16.4 Hierarchical Clustering
Hierarchical clustering proceeds via an extremely simple algorithm:
Begin by defining some sort of dissimilarity measure between each pair of observations (e.g., Euclidean distance).
Algorithm proceeds iteratively:
- Each of the \(n\) observations is treated as its own cluster
- The two clusters that are most similar are then fused so that there now are \(n-1\) clusters
- Repeat Step 2 until all of the observations belong to one single cluster
Note this produces not one clustering, but a family of clustering represented by a dendrogram.
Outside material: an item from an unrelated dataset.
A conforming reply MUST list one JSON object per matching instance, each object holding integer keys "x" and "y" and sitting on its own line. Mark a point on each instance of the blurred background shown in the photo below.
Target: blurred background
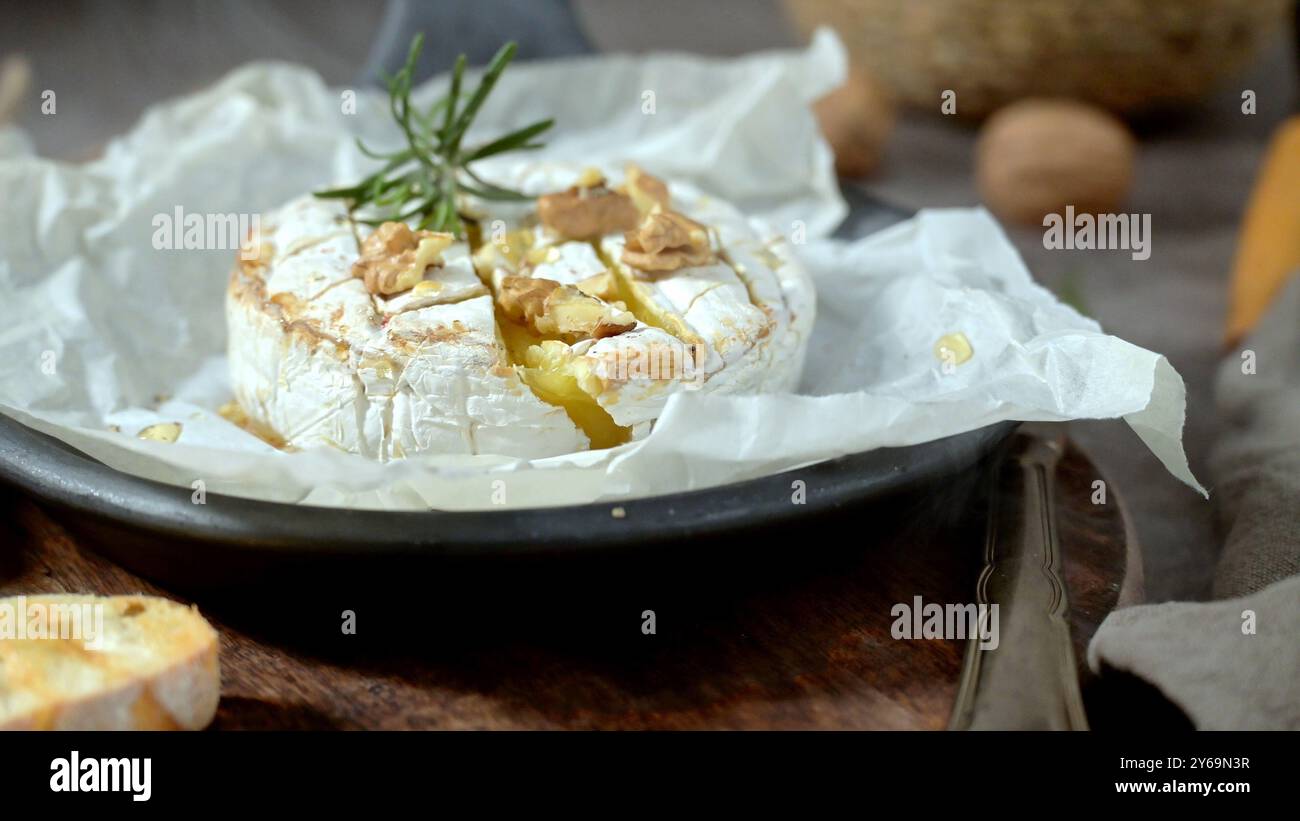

![Hierarchical Clustering](imgs/hclust.jpg)
16.4.1 Distances
Euclidean distance is a common distance measure. For two dimensions, it is equal to the sum of squares of difference on \(x\) plus the sum of squares of difference on \(y\). Note, variables can differ in scale so it is important to standardize our inputs.
![Euclidian Distance](imgs/euclidian.jpg)
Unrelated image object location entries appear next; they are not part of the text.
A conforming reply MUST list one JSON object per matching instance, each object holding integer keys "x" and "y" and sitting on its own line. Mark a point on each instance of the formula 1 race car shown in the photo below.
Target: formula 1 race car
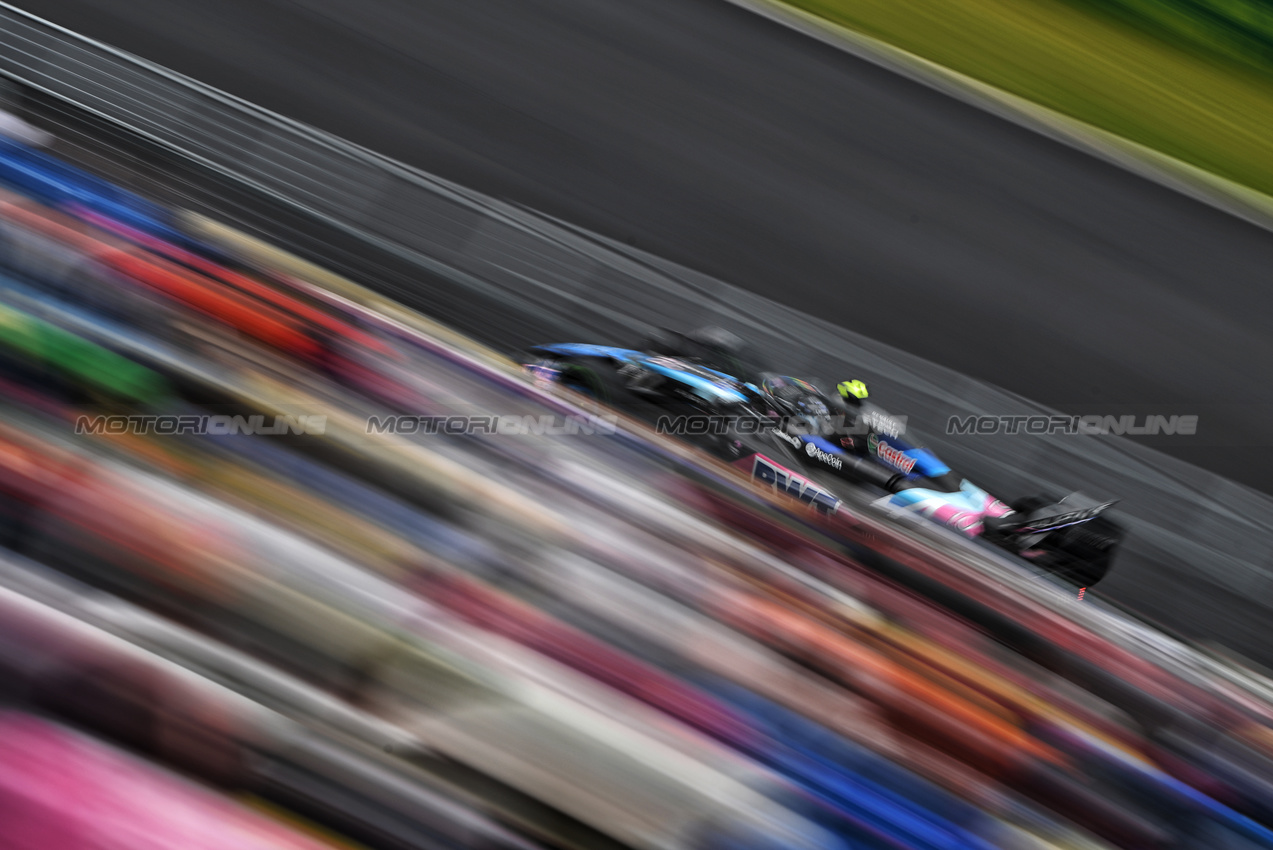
{"x": 789, "y": 434}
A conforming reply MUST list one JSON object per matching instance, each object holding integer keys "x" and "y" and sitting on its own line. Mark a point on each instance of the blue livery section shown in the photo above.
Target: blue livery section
{"x": 71, "y": 190}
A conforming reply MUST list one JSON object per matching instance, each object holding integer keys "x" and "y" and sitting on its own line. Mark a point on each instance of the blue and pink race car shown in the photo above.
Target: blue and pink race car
{"x": 789, "y": 434}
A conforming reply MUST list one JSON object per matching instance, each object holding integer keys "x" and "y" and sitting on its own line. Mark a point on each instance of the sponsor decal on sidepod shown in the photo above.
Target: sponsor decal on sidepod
{"x": 825, "y": 457}
{"x": 891, "y": 456}
{"x": 794, "y": 485}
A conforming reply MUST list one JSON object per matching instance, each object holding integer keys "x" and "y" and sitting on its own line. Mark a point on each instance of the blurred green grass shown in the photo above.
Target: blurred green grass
{"x": 1189, "y": 78}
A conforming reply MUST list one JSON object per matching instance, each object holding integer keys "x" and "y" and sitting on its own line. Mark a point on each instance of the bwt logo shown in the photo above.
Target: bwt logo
{"x": 252, "y": 425}
{"x": 793, "y": 485}
{"x": 1119, "y": 425}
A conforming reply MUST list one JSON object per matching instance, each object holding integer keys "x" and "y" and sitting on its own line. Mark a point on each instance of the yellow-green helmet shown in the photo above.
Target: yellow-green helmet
{"x": 853, "y": 388}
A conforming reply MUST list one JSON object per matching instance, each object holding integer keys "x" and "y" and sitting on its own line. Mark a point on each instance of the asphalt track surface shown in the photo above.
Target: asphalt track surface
{"x": 719, "y": 140}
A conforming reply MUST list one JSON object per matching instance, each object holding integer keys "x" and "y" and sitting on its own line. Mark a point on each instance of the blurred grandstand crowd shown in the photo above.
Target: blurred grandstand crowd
{"x": 365, "y": 639}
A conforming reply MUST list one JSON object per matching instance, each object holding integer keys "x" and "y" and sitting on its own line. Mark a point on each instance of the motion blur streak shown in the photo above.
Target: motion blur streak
{"x": 348, "y": 636}
{"x": 710, "y": 136}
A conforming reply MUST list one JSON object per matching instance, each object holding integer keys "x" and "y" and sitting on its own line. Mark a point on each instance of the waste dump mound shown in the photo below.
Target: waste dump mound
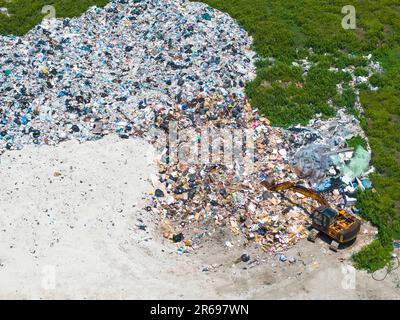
{"x": 83, "y": 77}
{"x": 135, "y": 66}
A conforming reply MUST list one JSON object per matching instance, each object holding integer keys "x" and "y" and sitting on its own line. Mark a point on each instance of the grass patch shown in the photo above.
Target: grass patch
{"x": 285, "y": 30}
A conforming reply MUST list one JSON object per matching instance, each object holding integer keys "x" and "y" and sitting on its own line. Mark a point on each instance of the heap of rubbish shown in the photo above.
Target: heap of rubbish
{"x": 207, "y": 189}
{"x": 116, "y": 70}
{"x": 137, "y": 66}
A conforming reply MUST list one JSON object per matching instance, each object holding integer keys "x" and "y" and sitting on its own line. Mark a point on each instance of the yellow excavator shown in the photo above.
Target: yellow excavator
{"x": 339, "y": 225}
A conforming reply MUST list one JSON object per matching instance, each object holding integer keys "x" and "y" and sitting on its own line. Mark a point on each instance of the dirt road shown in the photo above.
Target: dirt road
{"x": 71, "y": 226}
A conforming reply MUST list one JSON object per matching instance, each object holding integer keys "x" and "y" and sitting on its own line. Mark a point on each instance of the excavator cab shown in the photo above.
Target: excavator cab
{"x": 339, "y": 225}
{"x": 323, "y": 218}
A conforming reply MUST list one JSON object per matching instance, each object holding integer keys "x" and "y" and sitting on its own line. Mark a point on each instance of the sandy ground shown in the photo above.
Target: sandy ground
{"x": 69, "y": 229}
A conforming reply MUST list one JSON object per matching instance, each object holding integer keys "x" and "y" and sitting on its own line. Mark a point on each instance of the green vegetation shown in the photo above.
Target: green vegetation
{"x": 286, "y": 30}
{"x": 357, "y": 141}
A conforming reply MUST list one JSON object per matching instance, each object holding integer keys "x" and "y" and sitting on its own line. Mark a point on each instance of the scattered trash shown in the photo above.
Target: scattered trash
{"x": 177, "y": 237}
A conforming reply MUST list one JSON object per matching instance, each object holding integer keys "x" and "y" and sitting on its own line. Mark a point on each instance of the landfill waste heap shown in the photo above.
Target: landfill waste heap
{"x": 134, "y": 66}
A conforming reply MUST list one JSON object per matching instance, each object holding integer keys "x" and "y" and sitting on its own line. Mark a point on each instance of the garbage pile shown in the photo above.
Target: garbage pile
{"x": 233, "y": 195}
{"x": 230, "y": 194}
{"x": 116, "y": 69}
{"x": 146, "y": 64}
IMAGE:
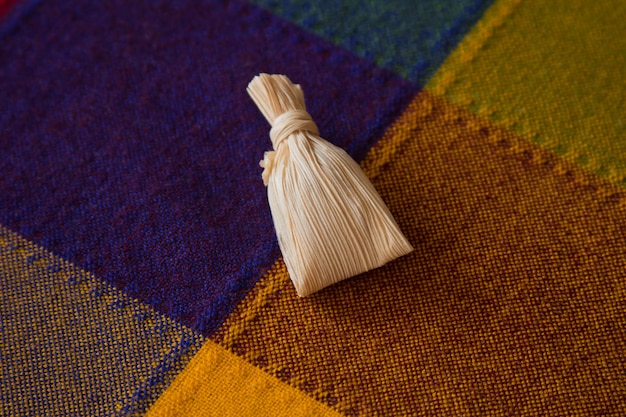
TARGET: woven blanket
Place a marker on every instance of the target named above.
(140, 273)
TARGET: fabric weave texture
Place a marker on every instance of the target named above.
(139, 268)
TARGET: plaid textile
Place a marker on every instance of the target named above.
(139, 269)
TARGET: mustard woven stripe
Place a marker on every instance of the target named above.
(552, 72)
(73, 345)
(218, 383)
(512, 304)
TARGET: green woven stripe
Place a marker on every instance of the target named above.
(410, 38)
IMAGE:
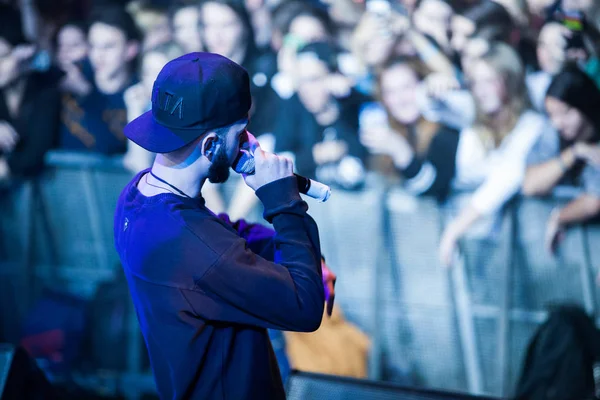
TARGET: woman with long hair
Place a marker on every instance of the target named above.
(491, 154)
(571, 154)
(422, 151)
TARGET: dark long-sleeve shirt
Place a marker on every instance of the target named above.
(432, 174)
(204, 299)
There are many distance measures.
A taxicab geometry is a form of geometry in which the usual distance function or metric of Euclidean geometry is replaced by a new metric in which the distance between two points is the sum of the absolute differences of their Cartesian coordinates.
Taxicab geometry versus Euclidean distance: In taxicab geometry, the red, yellow, and blue paths all have the same shortest path length of 12.
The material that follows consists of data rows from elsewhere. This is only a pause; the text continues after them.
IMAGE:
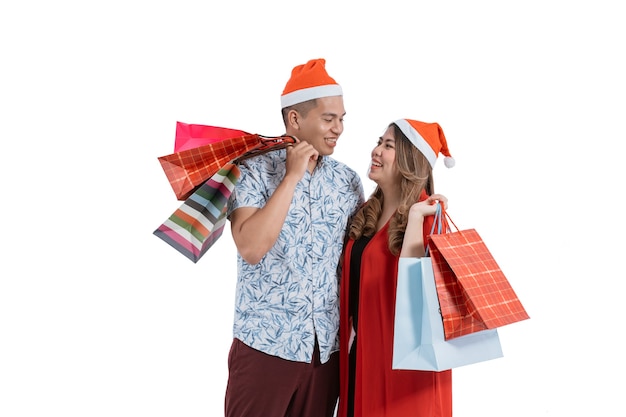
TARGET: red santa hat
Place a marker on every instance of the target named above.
(428, 138)
(307, 82)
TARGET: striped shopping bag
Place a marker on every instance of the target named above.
(473, 292)
(197, 224)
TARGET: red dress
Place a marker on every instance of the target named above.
(380, 391)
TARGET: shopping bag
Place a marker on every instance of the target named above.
(197, 224)
(418, 339)
(474, 293)
(189, 168)
(189, 136)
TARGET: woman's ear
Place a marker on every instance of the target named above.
(292, 119)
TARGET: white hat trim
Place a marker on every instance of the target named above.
(307, 94)
(417, 140)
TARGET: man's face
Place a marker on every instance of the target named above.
(323, 124)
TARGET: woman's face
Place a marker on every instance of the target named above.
(383, 169)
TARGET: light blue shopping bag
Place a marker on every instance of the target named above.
(419, 342)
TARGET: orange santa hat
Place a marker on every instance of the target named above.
(307, 82)
(428, 138)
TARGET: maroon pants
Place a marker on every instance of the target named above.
(262, 385)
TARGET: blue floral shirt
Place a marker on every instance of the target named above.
(292, 295)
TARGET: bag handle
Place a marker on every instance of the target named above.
(268, 143)
(441, 223)
(446, 218)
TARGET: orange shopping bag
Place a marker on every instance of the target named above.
(473, 292)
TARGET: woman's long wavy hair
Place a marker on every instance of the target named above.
(417, 175)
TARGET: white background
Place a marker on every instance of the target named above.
(98, 317)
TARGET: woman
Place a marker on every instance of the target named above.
(394, 222)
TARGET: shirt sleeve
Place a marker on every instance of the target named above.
(249, 190)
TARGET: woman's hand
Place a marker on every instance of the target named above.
(429, 206)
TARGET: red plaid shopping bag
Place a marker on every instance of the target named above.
(473, 292)
(197, 224)
(186, 170)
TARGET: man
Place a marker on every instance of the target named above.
(289, 213)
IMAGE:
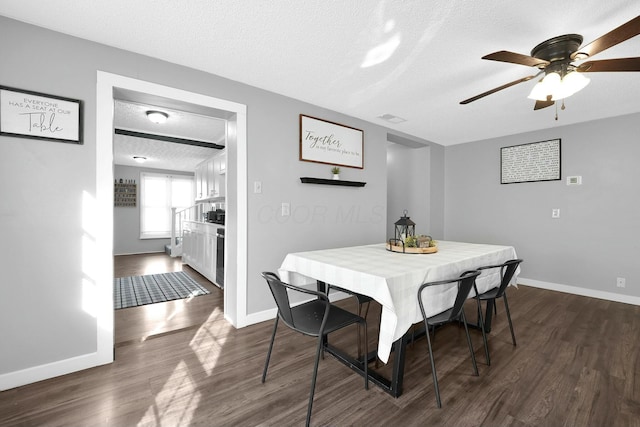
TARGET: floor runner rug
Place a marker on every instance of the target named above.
(141, 290)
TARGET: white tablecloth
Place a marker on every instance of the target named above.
(393, 279)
16.4.2 Distance Between Clusters
The concept of dissimilarity between a pair of observations needs to be extended to a pair of groups of observations – what’s the distance between clusters?
This extension is achieved by developing the notion of linkage, which defines the dissimilarity between two groups of observations. Four most common types of linkage: complete, average, single, and centroid. An important fifth is the Ward-method.
Complete: Maximal intercluster dissimilarity. Compute all pairwise dissimilarities between the observations in cluster A and the observations in cluster B, and record the largest of these dissimilarities. This is sometimes referred to as farthest neighbor clustering.
![Complete Linkage](imgs/linkage_complete.jpg)
Single: Minimal intercluster dissimilarity. Compute all pairwise dissimilarities between the observations in cluster A and the observations in cluster B, and record the smallest of these dissimilarities.
![Single Linkage](imgs/linkage_single.jpg)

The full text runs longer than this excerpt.